Prinkipo dondurmacısı
Benim (benim yalnız öyle bir sahiplenme bendeki)  kumpircimin karşısında görmemeniz imkansız. Adanın en eskilerinden.. Deneyebilirsiniz.

Büyük Ada Rotası,

Adaya ayak basar basmaz iskeleden 50- 100 mt düz yürüyün ve saat kulesine çıkacaksınız. Bu saat kulesi 1923 yılında yapılmış ve adayla özdeşleşmiş. Saat kulesinin olduğu meydana  Büyükada Saat Meydanı denmektedir. Çevrede bir çok cafe, restaurant, dondurmacı, otel ve benim favorim olan minin kumpirci (: mevcuttur. Şimdi yürüyüşe başlamadan Büyükada fırınından kendinize atıştırmalıklar alın. Yukarılara çıktığınızda dinlenip atıştırmak zevkli olacaktır.

Nizam Cad.

Ünlü köşklerin ve " aaa. bu fotoğraf nerede çekilmiş" diye düşündüğünüz cadde muhtemelen Nizam Cad.

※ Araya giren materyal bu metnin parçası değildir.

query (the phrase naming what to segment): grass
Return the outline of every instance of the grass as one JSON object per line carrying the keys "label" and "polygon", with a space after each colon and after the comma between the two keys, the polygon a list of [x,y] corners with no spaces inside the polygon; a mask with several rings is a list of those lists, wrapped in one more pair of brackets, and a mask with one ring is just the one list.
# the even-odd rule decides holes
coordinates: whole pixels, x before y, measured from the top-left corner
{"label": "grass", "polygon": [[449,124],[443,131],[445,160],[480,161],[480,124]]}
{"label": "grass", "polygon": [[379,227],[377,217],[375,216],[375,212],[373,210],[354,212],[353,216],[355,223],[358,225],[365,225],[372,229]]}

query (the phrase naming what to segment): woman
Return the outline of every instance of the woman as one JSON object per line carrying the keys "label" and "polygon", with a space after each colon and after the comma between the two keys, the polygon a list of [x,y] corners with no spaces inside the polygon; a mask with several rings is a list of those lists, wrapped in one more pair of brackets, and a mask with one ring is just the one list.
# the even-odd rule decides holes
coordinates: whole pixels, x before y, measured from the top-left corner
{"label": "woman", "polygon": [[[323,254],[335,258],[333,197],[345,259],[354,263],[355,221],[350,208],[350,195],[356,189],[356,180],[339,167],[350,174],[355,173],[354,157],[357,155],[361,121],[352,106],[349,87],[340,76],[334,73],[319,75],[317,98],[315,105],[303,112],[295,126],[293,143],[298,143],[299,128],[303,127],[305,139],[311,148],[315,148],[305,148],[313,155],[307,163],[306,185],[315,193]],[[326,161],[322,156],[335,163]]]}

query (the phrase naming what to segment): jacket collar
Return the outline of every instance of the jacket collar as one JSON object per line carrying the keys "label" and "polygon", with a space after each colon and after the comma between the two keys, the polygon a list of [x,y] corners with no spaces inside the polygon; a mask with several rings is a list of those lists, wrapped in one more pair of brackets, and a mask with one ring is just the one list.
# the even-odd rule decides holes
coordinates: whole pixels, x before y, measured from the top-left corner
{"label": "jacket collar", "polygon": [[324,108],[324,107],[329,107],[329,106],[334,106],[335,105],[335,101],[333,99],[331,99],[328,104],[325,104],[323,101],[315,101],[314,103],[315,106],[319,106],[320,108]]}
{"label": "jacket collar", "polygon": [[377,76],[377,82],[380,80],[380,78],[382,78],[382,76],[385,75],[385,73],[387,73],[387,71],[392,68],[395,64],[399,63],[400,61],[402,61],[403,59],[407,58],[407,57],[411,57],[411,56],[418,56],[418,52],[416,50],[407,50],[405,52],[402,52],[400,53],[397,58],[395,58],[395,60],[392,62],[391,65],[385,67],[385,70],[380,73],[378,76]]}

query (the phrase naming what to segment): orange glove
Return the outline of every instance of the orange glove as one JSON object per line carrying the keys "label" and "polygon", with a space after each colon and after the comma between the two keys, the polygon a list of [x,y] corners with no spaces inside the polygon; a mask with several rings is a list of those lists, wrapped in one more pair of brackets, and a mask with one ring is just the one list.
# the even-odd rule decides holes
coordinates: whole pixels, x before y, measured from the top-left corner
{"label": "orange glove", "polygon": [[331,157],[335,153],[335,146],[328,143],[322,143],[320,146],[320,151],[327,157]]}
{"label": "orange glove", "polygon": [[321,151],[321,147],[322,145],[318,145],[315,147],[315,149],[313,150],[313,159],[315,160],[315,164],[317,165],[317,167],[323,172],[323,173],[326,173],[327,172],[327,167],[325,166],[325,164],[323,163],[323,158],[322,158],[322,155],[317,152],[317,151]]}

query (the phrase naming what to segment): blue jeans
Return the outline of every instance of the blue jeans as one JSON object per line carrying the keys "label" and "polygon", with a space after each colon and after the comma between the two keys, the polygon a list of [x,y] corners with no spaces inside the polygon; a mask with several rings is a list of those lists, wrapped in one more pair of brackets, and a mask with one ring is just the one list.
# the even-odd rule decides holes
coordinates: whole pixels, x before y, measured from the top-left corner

Saat kulesinin olduğu meydanda kalabalığı takip ederseniz zaten Nizam cad. istikametinde yürümeye başlayacaksınız muhtemelen. (iskeleye yüzünüzü saat kulesine sırtınızı verdiğinizde sola doğru yürümeniz gerek.) Her sokak başında fotoğraf çektirmek isteyeceksiniz. Bu yürüyüşün sonuna doğru solunuzda Nizam Cami kalacak. Camiyi gördüğünüzde anlayın ki sizi azıcık bir yokuş bekliyor ama uzun uzun bir yokuş değil korkmayın :) ve yokuşun sonu Dilburnu tabiat parkı ve sonra Birlik Meydanına çıkıyor.


Dilburnu Tabiat Parkı

Bu parka daha önce ben gitmedim. Girişin ücretli olduğunu biliyorum. Piknik ve mangal yapmak mümkünmüş hatta mangal malzemelerini kendiniz getirmediyseniz ordan da kiralayabilirmişsiniz. Dediğim gibi ben gitmedim bu sebeple ayrıntılı bilgiyi Dilburnu Cafe'yi arayarak ulaşabilirsiniz :)
Tel : 0 216 226 36 31

Birlik Meydanı

Birlik meydanına çıktığınızda faytonları ve hanımların satış yaptığı standları göreceksiniz. Faytonları hepinizin hayvan dostu olduğunuzu düşünerek görmezden geleceğinizi düşünüyorum hatta ben kötü kötü bakıyorum elimde değil :) Meydanda bir cafe var cafe solunuzda kalacak şekilde yokuşu çıkmaya başlarsanız Ayayorgi Manastırına çıkıyor tam karşısından çıkmaya başlarsanız ise Yetimhaneye doğru çıkmaya başlayacaksınız.
Sırtınızı cafeye verdiğinizde soldaki yoldan devam ederseniz orası benim yürüyüş yolum. Uzuuun uzun yürüyüş yapmak ve adanın karmaşasından kaçmak isteyenler yerleşimin olmadığı bu yolu tercih edebilir. Yorulduğumuzda biraz oturup iskelenin oradan aldığımız şeyleri atıştırıp sohbet ediyoruz. Yol baya uzun oyüzden kendine güvenmeyen başlamasın derim :) hatta yolun büyük kısmı tek yürüyen biz ikimiz oluyoruz. Bazen de yanımızdan bisikletliler geçiyor. Ben bisiklet yerine yürüyüşü tercih ettiğim için Sezer'in bu sefer bisiklet kiralayalım sözlerini hep geçiştiriyorum. :)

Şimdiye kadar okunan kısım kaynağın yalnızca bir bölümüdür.